The software toolkit responsible for this orchestration is called a virtual infrastructure manager (VIM). This type of software resembles a traditional operating system—but instead of dealing with a single computer, it aggregates resources from multiple computers, presenting a uniform view to user and applications. The term “cloud operating system” is also used to refer to it. Other terms include “infrastructure sharing software” and “virtual infrastructure engine.”
1.5.1 Features
We now present a list of both basic and advanced features that are usually available in VIMs.
Virtualization Support. The multi-tenancy aspect of clouds requires multiple customers with disparate requirements to be served by a single hardware infrastructure. Virtualized resources (CPUs, memory, etc.) can be sized and resized with certain flexibility.
Self-Service, On-Demand Resource Provisioning. Self-service access to resources has been perceived as one the most attractive features of clouds. This feature enables users to directly obtain services from cloud, such as spawning the creation of a server and tailoring its software, configurations, and security policies, without interacting with a human system administrator. This capability “eliminates the need for more time-consuming, labour-intensive, human-driven procurement processes familiar to many in IT”.
Multiple Backend Hypervisors. Different virtualization models and tools offer different benefits, drawbacks, and limitations. Thus, some VI managers provide a uniform management layer regardless of the virtualization technology used. This characteristic is more visible in open-source VI managers, which usually provide pluggable drivers to interact with multiple hypervisors.
Storage Virtualization. Virtualizing storage means abstracting logical storage from physical storage. By consolidating all available storage devices in a data center, it allows creating virtual disks independent from device and location.
Interface to Public Clouds. Researchers have perceived that extending the capacity of a local in-house computing infrastructure by borrowing resources from public clouds is advantageous.
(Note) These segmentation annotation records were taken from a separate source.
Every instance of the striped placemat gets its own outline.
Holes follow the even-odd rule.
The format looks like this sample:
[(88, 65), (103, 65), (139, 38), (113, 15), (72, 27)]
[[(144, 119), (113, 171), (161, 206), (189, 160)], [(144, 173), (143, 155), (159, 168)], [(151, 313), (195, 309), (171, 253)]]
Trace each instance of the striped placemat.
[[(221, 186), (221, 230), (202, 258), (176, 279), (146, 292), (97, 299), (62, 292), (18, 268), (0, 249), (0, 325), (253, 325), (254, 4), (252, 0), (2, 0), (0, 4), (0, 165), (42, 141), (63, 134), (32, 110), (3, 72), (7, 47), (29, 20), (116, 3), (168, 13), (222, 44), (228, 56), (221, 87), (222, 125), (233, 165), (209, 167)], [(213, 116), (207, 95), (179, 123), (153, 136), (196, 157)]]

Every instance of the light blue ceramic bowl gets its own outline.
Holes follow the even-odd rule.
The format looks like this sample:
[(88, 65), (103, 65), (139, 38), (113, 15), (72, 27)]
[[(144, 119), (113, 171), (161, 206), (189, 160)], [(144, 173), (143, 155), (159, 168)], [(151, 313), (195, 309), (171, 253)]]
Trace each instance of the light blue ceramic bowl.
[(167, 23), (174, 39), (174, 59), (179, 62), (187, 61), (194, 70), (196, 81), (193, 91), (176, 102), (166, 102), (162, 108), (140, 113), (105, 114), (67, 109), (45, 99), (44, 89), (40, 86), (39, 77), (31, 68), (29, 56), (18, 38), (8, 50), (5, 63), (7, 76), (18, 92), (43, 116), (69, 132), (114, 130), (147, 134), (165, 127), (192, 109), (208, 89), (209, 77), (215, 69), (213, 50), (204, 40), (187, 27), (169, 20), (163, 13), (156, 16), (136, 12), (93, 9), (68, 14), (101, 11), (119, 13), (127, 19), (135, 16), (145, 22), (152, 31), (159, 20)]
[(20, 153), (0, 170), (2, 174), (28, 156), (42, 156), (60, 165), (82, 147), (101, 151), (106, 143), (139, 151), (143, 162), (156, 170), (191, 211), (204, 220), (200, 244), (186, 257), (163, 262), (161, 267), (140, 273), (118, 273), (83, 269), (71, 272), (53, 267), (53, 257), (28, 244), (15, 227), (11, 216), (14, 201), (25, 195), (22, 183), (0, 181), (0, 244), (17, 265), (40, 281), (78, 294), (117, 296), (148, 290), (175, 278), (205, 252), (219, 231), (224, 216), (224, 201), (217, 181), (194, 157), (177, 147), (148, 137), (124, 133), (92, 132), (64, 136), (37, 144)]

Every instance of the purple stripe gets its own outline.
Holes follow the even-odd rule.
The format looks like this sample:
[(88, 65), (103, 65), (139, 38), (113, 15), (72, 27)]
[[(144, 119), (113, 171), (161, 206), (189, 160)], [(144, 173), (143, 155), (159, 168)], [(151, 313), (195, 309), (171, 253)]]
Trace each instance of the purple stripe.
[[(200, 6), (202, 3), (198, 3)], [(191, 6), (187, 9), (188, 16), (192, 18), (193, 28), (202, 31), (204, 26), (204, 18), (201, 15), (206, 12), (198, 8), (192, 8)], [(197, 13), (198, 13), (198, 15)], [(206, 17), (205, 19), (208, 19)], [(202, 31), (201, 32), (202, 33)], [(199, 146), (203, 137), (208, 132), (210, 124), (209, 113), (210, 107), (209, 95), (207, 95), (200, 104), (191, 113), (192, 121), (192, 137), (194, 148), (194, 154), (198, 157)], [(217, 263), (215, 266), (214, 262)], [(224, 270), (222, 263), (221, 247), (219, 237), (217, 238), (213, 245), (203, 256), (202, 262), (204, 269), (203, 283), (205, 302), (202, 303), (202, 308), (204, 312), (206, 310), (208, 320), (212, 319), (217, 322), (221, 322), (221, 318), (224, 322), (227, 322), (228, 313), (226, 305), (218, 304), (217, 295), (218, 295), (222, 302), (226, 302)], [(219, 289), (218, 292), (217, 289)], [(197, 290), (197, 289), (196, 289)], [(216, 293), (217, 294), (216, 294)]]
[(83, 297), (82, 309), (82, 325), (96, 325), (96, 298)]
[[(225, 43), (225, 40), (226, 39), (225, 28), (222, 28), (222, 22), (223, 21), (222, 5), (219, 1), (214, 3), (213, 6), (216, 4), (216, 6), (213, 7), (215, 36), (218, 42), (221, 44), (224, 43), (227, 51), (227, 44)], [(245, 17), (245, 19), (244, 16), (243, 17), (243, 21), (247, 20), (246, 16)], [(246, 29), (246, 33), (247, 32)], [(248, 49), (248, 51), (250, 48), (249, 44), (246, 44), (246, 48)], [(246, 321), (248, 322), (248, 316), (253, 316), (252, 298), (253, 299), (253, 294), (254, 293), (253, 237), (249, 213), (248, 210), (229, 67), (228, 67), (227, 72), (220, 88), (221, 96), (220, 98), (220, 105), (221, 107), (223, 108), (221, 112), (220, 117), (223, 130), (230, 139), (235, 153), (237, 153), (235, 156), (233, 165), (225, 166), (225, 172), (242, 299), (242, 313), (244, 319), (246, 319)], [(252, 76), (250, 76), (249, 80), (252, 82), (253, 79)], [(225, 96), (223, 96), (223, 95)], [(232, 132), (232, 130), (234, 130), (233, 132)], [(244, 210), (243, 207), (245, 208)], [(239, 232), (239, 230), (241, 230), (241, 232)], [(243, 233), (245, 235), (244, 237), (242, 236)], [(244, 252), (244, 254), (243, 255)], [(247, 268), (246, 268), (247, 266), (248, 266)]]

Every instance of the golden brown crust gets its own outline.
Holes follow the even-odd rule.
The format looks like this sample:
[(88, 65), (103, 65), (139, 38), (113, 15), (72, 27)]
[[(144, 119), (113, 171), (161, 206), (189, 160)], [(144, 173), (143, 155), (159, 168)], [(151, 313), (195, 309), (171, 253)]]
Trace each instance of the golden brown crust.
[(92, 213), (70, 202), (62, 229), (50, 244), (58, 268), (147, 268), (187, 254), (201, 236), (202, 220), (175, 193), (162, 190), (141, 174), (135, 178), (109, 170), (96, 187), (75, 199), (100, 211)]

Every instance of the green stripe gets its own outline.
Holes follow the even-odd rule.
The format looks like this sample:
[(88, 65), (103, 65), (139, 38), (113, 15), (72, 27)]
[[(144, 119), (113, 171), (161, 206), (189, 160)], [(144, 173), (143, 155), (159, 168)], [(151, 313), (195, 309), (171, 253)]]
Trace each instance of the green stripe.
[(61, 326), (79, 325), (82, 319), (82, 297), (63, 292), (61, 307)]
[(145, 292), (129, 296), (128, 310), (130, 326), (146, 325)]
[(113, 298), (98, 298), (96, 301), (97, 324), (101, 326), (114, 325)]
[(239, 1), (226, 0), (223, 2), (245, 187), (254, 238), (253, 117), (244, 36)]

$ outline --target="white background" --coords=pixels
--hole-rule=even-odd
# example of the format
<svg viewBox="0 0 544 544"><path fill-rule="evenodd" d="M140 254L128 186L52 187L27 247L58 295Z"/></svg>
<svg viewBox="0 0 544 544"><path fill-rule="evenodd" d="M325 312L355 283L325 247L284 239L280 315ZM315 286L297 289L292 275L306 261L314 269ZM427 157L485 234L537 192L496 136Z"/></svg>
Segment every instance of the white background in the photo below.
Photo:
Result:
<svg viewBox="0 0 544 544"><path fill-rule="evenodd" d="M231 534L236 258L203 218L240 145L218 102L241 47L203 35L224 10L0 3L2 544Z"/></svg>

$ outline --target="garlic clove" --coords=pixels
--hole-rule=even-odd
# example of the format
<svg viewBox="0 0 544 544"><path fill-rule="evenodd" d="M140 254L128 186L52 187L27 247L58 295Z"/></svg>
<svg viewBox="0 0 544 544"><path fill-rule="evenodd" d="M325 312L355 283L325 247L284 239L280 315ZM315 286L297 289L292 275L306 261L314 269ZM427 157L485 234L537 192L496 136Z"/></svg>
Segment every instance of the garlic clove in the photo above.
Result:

In this fashion, institutions can make good use of their available resources and, in case of spikes in demand, extra load can be offloaded to rented resources
Virtual Networking. Virtual networks allow creating an isolated network on top of a physical infrastructure independently from physical topology and locations. A virtual LAN (VLAN) allows isolating traffic that shares a switched network, allowing VMs to be grouped into the same broadcast domain.
Dynamic Resource Allocation. Increased awareness of energy consumption in data centers has encouraged the practice of dynamic consolidating VMs in a fewer number of servers. In cloud infrastructures, where applications have variable and dynamic needs, capacity management and demand prediction are especially complicated. This fact triggers the need for dynamic resource allocation aiming at obtaining a timely match of supply and demand.
Virtual Clusters. Several VI managers can holistically manage groups of VMs. This feature is useful for provisioning computing virtual clusters on demand, and interconnected VMs for multi-tier Internet applications
Reservation and Negotiation Mechanism. When users request computational resources to available at a specific time, requests are termed advance reservations (AR), in contrast to best-effort requests, when users request resources whenever available. Additionally, leases may be negotiated and renegotiated, allowing provider and consumer to modify a lease or present counter proposals until an agreement is reached
High Availability and Data Recovery. The high availability (HA) feature of VI managers aims at minimizing application downtime and preventing business disruption. A few VI managers accomplish this by providing a failover mechanism, which detects failure of both physical and virtual servers and restarts VMs on healthy physical servers. This style of HA protects from host, but not VM, failures
Data backup in clouds should take into account the high data volume involved in VM management. Frequent backup of a large number of VMs, each one with multiple virtual disks attached, should be done with minimal interference in the performance of the system.